Que votre volonté soit fête

Pendant des siècles, les enfants de la noblesse avaient un chemin tout tracé. L’ainé héritait du titre et embrassait les armes; le second, quand à lui était destiné aux ordres ecclésiastiques.
C’est ce qui arriva à Gabriel-Charles de Lattaignant. Durant plus de vingt ans, bien que décrit par ses contemporains comme laid, il fut connu pour ses vers libertins et ses nombreuses conquêtes féminines.

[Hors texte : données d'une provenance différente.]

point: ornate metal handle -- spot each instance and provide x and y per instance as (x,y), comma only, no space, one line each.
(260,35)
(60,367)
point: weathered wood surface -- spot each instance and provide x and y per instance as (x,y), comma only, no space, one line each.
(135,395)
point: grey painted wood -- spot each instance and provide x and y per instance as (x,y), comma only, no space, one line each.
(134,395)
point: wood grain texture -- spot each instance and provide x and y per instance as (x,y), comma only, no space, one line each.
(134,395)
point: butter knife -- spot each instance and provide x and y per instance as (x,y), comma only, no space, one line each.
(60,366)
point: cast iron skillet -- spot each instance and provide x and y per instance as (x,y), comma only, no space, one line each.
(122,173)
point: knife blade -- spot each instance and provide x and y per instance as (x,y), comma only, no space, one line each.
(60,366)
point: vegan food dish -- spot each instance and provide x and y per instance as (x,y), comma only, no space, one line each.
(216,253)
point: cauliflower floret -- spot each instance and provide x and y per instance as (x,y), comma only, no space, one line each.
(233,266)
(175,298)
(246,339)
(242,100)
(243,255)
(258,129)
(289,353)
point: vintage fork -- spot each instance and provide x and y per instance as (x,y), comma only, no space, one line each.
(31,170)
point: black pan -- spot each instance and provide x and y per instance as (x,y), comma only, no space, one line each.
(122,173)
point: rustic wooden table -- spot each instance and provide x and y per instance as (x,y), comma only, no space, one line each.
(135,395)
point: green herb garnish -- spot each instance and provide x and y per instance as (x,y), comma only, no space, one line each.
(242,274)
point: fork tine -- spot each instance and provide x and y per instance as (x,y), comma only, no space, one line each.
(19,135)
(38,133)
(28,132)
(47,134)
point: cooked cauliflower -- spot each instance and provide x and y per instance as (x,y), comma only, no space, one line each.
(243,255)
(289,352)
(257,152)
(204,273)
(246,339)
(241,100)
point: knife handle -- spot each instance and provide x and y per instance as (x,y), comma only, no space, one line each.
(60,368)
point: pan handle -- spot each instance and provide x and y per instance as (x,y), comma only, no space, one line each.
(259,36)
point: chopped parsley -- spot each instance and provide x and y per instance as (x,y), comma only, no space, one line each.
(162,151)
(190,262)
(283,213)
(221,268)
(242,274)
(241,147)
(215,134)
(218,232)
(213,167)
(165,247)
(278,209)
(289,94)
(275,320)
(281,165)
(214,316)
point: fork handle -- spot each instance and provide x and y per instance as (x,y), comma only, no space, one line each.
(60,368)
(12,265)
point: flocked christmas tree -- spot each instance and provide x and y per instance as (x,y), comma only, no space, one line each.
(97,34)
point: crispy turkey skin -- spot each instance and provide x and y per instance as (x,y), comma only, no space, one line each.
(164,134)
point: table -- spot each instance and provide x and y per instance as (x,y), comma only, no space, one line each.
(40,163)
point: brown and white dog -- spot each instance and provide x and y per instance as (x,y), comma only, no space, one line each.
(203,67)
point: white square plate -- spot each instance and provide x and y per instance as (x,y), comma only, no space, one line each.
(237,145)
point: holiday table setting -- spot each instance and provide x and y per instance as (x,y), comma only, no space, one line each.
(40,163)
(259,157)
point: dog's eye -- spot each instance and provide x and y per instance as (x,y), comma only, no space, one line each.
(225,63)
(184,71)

Ainsi un de ses contemporains le présente ainsi :

Nouvel Anacréon[1], l’abbé de Lattaignant a chanté le vin, l’amitié et l’amour ; ses vers sont les enfants du badinage ; Bacchus a été son Apollon ; la jeune Iris était sa Muse ; et une table environnée d’amis, son cabinet ou son Parnasse. Poète et auteur, mais par un double prodige, poète sans fiel, et auteur sans travail, jamais l’envie, la haine, l’animosité, la vengeance n’ont animé ses écrits ; et si ses vers sont le fruit de ses veilles, c’est qu’il veillait avec les Plaisirs

Si on lui doit la chanson enfantine « J’ai du bon tabac… », il était surtout connu pour ses poèmes chantant l’amour. Libertin mais instruit, il se plait à contourner les règles dues à son statut. Ainsi, il laissera nombre de poèmes employant des métalepses[2]. Ses poésies galantes sont en fait. Son poème galant le plus connu « Le mot et la chose » est une évocation de l’amour, mais sans jamais en prononcer le mot

Le mot et la chose

Madame, quel est votre mot
Et sur le mot et sur la chose ?
On vous a dit souvent le mot,
On vous a souvent fait la chose.
Ainsi, de la chose et du mot
Pouvez-vous dire quelque chose.
Et je gagerai que le mot
Vous plaît beaucoup moins que la chose !

Pour moi, voici quel est mon mot
Et sur le mot et sur la chose.
J’avouerai que j’aime le mot,
J’avouerai que j’aime la chose.
Mais, c’est la chose avec le mot
Et c’est le mot avec la chose ;
Autrement, la chose et le mot
À mes yeux seraient peu de chose.

Je crois même, en faveur du mot,
Pouvoir ajouter quelque chose,
Une chose qui donne au mot
Tout l’avantage sur la chose :
C’est qu’on peut dire encor le mot
Alors qu’on ne peut plus la chose…
Et, si peu que vaille le mot,
Enfin, c’est toujours quelque chose !

De là, je conclus que le mot
Doit être mis avant la chose,
Que l’on doit n’ajouter un mot
Qu’autant que l’on peut quelque chose
Et que, pour le temps où le mot
Viendra seul, hélas, sans la chose,
Il faut se réserver le mot
Pour se consoler de la chose !

Pour vous, je crois qu’avec le mot
Vous voyez toujours autre chose :
Vous dites si gaiement le mot,
Vous méritez si bien la chose,
Que, pour vous, la chose et le mot
Doivent être la même chose…
Et, vous n’avez pas dit le mot,
Qu’on est déjà prêt à la chose.

Mais, quand je vous dit que le mot
Vaut pour moi bien plus que la chose
Vous devez me croire, à ce mot,
Bien peu connaisseur en la chose !
Eh bien, voici mon dernier mot
Et sur le mot et sur la chose :
Madame, passez-moi le mot…
Et je vous passerai la chose !

Voltaire, dans sa correspondance, nous laisse un poème en réponse à une lettre de l’abbé de Lattaignant (16 mai 1778) :

Lattaignant chanta les belles ;
Il trouva peu de cruelles,
Car il sut plaire comme elles :
Aujourd’hui plus généreux,
Il fait des chansons nouvelles
Pour un vieillard malheureux.

Je supporte avec constance
Ma longue et triste souffrance,
Sans l’erreur de l’espérance :
Mais vos vers m’ont consolé;
C’est la seule jouissance
De mon esprit accablé.

Mona, mon petit, Lattaignant fut chanoine à Reims. Aussi, nous goûterons un Champagne : le rosé de Bollinger est fruité, long en bouche… du vin, quoi !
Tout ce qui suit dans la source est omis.